In August of 2008, rescue crews evacuated hundreds of campers from the Grand Canyon floor as flash flooding breached the nearby Redlands Dam, south of Supai. In March, a man camping in New Mexico’s Sacramento Mountains fell 80 feet, while hiking with friends. In the Fall of 2007, more than a dozen campers were rescued from a runaway brushfire on Hawaii’s Big Island.
Camping emergencies are not usually so extreme, but anytime we venture into the backcountry we need to realize that we are now largely on our own. Emergency response times in the backcountry can be much longer, because smaller emergency crews are responsible for much larger areas than their city counterparts are.
We have experienced our own camping emergency when our (then) two-year-old son fell against the campfire ring, burning both of his forearms. Fortunately, we had Ziploc™ bags and ice to treat the burns, as well as baby Tylenol™ for the pain. Having those items available was more blind-luck than it was preparation, though, so this was a wake-up call that we needed to be better prepared for backcountry emergencies.
The most common natural disasters that you are ever likely to experience in the backcountry are fires and floods. Depending on your location, though, earthquakes (one of our nation’s largest earthquakes occurred in Yellowstone National Park, in 1959) and tornadoes are potential risks.
The key attribute of most natural disasters is that they occur without warning and affect large areas. This means that campers caught in a natural disaster may find themselves either cut-off for a period of time, or having to quickly move to safer ground, often times leaving gear and vehicles behind.
Preparing for such a disaster involves putting together a “fly away kit,” a small bag containing food, water, and medical items that could sustain you and your family for a period of 24 to 48 hours. We have to assume that in the event of an emergency, there will be no time for packing-up the tent and the rest of the camping gear.

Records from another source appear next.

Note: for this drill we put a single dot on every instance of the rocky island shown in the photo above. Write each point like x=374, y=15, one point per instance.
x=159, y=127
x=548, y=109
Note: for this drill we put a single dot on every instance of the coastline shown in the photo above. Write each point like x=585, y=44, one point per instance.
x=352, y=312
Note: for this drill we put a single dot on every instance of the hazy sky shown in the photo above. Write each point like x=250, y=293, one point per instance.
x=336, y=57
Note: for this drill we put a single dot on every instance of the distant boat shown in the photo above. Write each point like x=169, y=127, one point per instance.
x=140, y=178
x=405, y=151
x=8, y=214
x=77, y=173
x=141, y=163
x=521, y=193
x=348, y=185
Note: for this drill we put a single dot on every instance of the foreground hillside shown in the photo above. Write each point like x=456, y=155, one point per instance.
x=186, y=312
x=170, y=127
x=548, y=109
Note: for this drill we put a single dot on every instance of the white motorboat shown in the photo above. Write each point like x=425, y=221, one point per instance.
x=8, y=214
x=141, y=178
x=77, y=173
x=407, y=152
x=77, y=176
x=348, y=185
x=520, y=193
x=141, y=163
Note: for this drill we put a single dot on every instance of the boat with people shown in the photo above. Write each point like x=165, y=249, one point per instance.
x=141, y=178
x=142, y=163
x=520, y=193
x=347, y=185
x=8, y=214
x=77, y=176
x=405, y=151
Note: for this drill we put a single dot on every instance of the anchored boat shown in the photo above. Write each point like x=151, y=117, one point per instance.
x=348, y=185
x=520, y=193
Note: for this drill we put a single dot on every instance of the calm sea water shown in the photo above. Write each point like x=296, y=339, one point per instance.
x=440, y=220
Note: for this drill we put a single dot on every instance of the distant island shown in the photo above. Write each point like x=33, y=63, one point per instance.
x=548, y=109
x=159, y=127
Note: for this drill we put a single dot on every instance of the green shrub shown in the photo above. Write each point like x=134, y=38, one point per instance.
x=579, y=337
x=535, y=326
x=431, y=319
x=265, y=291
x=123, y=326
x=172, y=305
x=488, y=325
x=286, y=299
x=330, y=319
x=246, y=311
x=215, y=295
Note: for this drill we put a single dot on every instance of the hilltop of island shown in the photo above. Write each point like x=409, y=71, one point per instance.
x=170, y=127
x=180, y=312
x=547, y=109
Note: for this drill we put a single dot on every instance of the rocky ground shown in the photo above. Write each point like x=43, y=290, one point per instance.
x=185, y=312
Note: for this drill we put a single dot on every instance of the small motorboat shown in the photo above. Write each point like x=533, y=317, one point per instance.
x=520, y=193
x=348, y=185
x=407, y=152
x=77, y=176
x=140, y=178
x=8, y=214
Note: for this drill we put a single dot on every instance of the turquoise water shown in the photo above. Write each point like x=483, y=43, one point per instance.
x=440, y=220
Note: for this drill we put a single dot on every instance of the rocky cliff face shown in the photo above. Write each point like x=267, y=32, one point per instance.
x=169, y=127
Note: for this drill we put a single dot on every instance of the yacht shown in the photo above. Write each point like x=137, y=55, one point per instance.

If preparing for natural disasters seems a bit neurotic (guilty – it’s a Paratrooper thing), being able to deal with minor medical emergencies in the backcountry is just good common sense. The most common medical issues that you might experience are:
- Sprained ankles
- Scrapes and cuts
- Allergic reactions (poison oak/ivy, insect stings and bites)

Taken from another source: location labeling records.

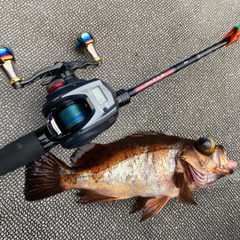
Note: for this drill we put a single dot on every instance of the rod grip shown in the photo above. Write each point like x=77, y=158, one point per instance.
x=20, y=152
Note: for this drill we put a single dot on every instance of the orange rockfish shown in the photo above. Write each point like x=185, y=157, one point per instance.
x=151, y=166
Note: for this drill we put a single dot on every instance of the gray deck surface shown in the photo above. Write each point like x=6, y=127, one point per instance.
x=137, y=39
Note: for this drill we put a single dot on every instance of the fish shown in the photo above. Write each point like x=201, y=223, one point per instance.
x=151, y=167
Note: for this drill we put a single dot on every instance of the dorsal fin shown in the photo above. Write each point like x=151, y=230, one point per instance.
x=81, y=156
x=184, y=195
x=91, y=196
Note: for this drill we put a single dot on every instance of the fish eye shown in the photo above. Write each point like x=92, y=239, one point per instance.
x=206, y=145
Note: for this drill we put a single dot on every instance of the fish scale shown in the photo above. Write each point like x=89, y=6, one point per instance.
x=153, y=167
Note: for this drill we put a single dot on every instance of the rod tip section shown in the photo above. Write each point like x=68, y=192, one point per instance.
x=233, y=35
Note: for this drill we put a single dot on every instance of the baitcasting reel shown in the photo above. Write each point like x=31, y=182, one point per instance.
x=77, y=110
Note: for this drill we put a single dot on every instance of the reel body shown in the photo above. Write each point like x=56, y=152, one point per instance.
x=77, y=110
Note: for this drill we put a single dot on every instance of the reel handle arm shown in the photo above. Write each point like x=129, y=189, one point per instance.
x=24, y=150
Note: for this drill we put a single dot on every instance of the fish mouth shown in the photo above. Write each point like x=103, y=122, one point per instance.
x=206, y=180
x=201, y=179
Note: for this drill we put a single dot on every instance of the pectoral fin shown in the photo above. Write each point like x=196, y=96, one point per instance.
x=184, y=195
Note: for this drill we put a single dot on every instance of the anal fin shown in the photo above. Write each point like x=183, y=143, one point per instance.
x=140, y=203
x=151, y=206
x=184, y=195
x=154, y=206
x=91, y=196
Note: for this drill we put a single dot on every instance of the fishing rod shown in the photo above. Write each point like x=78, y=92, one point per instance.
x=76, y=110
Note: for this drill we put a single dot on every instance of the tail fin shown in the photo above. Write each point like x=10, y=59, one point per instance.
x=43, y=177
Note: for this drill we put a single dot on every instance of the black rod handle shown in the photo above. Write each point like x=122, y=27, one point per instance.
x=25, y=150
x=20, y=152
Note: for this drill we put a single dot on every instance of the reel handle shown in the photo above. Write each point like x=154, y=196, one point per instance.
x=7, y=64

- Intestinal issues / food poisoning
For more information on assembling a first aid kit for your family, be sure to read my December article on the subject, including Adam Shake’s very good comment.
Family camping is a great way to teach confidence and preparation to our children, who otherwise are taught to rely on others to handle emergencies, for them. This is one of the tenets of Scouting, and one of the reasons that Scouting is such a great organization for our kids. Confidence begins at home, though, and when our children see us handling emergencies calmly and effectively it has a lasting, positive, impact on their development.
Thanks for any other wonderful post. Where else may just anybody get that type of information in such a perfect manner of writing? I have a presentation subsequent week, and I’m on the search for such information.
The most rescues in Virginia State Parks are related to extreme weather conditions and the AT/Mount Rogers NRA/Grayson Highlands State Park area. The weather in the mountains is so much more extreme than the lower surrounding areas that folks come unprepared. We have even had to rescue scout groups!